Despite the epistemic apocalypse intuition, we show that GAI does not necessarily destroy information. If GAI disproportionately helps experts—as the DALLE experiment and our non–English-speaking subjects indicate—then GAI can actually increase the accuracy of screening. Whereas these instances may be relatively rare in the current environment, GAI companies could shape this outcome in the future (Hernández-Lagos 2025). These companies have some control over whether their products are more helpful for novices or experts () and, thus, may be able to shape the covariance terms and ultimate signaling value of the content that their software produces.
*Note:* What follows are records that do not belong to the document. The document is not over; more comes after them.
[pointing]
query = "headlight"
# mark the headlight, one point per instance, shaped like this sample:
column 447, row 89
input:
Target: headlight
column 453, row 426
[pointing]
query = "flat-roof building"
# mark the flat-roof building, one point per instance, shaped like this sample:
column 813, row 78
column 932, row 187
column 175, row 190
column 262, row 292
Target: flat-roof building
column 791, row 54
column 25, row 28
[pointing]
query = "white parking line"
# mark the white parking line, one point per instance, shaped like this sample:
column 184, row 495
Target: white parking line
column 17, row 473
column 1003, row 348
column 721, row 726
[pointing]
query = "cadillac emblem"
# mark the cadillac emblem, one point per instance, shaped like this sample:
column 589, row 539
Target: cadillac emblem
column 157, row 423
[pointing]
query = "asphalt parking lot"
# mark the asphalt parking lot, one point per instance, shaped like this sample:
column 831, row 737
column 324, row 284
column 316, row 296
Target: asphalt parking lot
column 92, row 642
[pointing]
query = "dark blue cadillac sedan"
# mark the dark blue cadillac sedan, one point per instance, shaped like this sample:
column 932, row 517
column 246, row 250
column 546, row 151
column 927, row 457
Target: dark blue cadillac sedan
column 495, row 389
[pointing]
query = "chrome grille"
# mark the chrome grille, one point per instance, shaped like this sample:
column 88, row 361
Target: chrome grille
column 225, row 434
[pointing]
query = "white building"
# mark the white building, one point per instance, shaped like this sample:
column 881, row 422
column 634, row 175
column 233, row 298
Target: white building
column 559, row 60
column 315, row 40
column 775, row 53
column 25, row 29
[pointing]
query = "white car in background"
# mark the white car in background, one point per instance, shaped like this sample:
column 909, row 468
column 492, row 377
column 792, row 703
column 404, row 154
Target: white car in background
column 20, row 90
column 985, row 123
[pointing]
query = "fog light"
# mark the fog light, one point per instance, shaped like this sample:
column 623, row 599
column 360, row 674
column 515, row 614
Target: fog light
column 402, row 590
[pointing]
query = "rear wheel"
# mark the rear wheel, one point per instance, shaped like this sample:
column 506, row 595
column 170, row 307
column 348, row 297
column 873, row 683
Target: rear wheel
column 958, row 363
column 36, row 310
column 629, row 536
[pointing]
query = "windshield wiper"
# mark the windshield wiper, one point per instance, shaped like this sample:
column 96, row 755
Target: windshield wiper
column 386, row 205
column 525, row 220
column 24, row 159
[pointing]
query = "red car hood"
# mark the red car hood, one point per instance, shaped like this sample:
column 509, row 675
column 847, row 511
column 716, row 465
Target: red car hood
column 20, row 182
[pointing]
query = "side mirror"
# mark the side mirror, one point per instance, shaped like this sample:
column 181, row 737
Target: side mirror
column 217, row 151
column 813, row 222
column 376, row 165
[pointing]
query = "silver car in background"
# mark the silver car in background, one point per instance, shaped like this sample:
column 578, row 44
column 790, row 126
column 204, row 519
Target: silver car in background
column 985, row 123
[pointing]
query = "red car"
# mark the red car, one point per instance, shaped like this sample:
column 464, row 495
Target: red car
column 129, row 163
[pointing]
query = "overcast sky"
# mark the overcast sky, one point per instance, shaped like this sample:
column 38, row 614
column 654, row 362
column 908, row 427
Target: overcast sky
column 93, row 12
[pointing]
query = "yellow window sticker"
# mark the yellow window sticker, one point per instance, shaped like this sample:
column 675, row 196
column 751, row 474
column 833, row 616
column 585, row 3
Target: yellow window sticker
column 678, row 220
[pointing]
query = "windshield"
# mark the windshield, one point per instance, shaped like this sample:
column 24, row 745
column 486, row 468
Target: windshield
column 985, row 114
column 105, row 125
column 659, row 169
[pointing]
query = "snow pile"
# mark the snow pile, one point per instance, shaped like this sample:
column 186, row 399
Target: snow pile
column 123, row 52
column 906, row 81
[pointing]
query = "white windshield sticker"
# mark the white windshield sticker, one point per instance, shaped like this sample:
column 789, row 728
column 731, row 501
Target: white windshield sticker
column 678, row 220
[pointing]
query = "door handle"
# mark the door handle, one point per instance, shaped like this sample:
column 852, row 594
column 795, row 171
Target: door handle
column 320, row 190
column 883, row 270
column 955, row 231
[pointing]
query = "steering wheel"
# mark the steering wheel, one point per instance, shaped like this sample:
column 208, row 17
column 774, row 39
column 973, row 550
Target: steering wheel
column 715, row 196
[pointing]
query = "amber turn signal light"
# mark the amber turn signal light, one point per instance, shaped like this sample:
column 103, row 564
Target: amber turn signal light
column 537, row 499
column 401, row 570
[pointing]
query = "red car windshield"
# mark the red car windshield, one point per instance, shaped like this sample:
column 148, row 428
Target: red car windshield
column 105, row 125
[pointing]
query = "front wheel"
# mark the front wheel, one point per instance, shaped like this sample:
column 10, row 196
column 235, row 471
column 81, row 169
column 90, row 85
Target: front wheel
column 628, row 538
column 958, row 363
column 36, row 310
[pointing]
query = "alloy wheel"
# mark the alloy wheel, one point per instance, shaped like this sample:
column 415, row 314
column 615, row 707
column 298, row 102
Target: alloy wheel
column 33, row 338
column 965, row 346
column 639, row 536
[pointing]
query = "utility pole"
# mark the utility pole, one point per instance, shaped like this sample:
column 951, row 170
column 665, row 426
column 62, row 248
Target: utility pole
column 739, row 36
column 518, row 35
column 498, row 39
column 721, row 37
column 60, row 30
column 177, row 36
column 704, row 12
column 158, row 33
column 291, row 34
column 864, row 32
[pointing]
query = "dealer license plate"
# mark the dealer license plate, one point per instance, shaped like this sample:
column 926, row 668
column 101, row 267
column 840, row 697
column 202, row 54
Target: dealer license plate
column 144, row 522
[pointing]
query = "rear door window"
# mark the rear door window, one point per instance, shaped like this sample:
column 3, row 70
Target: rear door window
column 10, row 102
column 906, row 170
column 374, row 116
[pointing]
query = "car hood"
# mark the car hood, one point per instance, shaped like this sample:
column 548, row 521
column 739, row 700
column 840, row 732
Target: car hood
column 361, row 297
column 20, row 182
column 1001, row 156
Ultimately, screening extends far beyond the hiring and start-up settings that we study. News, consumers, educators, students, apartment renters, shoppers, singles, educators, medical patients (and more) all heavily rely on screening and signaling. Our paper suggests that GAI could profoundly change how these agents learn and screen. Many signals are useful for evaluators because of their costliness. However, their informational content fundamentally changes if GAI makes these signals cheaper with implications for a variety of transactions across the global economy.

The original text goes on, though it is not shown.